En outre la récente enquête sur l’indice de fiabilité des médias hongkongais, réalisée par l’Université chinoise de Hongkong confirmerait le doute que suscite la version de l’exécution de Jang, donnée par Wenweipo. D'après cet indice, le journal se classe à la 19e position sur 22.

Les experts interrogés par NK News donnent des avis différents sur cette exécution. Si certains considèrent la version avec les chiens comme plausible, compte tenu des témoignages horribles rapportés par les anciens prisonniers des camps de rééducation par le travail, d’autres critiquent les journalistes peu scrupuleux qui ne vérifient pas leurs sources et donnent une version des faits « qui fait de l’audience ». « Après tout comment peut-on calculer les chiens à un moment pareil », s’interroge sur son compte Twitter le satiriste libanais Karl Sharro.

L’ancien « numéro 2 » de la RPDC devenu « ennemi numéro 1 »

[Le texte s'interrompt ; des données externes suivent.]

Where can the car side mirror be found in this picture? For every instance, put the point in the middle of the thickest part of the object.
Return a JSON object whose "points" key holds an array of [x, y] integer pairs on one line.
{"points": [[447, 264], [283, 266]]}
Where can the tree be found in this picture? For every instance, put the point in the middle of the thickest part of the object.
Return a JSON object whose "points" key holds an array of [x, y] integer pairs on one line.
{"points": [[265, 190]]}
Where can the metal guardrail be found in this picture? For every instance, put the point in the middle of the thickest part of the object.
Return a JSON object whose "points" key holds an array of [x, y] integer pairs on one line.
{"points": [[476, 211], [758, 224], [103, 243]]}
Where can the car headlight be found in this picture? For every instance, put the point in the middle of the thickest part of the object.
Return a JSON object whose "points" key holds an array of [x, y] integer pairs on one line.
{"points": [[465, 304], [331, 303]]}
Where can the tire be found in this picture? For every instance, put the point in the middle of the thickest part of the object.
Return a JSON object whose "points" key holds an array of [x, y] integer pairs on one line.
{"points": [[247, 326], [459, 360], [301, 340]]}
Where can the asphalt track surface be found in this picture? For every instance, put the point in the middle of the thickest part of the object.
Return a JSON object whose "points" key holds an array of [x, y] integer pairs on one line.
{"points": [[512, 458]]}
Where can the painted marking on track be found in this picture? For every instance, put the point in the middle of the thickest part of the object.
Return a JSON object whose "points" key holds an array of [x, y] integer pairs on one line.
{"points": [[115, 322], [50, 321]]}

Jang Song-taek, qui avant son limogeage, administrait le Parti des Travailleurs de la RPDC, avait été exécuté le 12 décembre suite à une décision du tribunal militaire. Il était accusé d’avoir fomenté un complot contre Kim Jong-un pour renverser le pouvoir. Jang aurait notamment vendu des ressources minières nationales à bas prix et aurait cédé pour 50 ans « à un Etat étranger » des terrains dans la zone économique spéciale de Rason (Rajin-Sonbong), aux confins de la Russie et la Chine. La longue liste des délits qui sont incriminés à l’oncle de Kim Jong-un compte aussi le détournement de fonds et l’enrichissement personnel.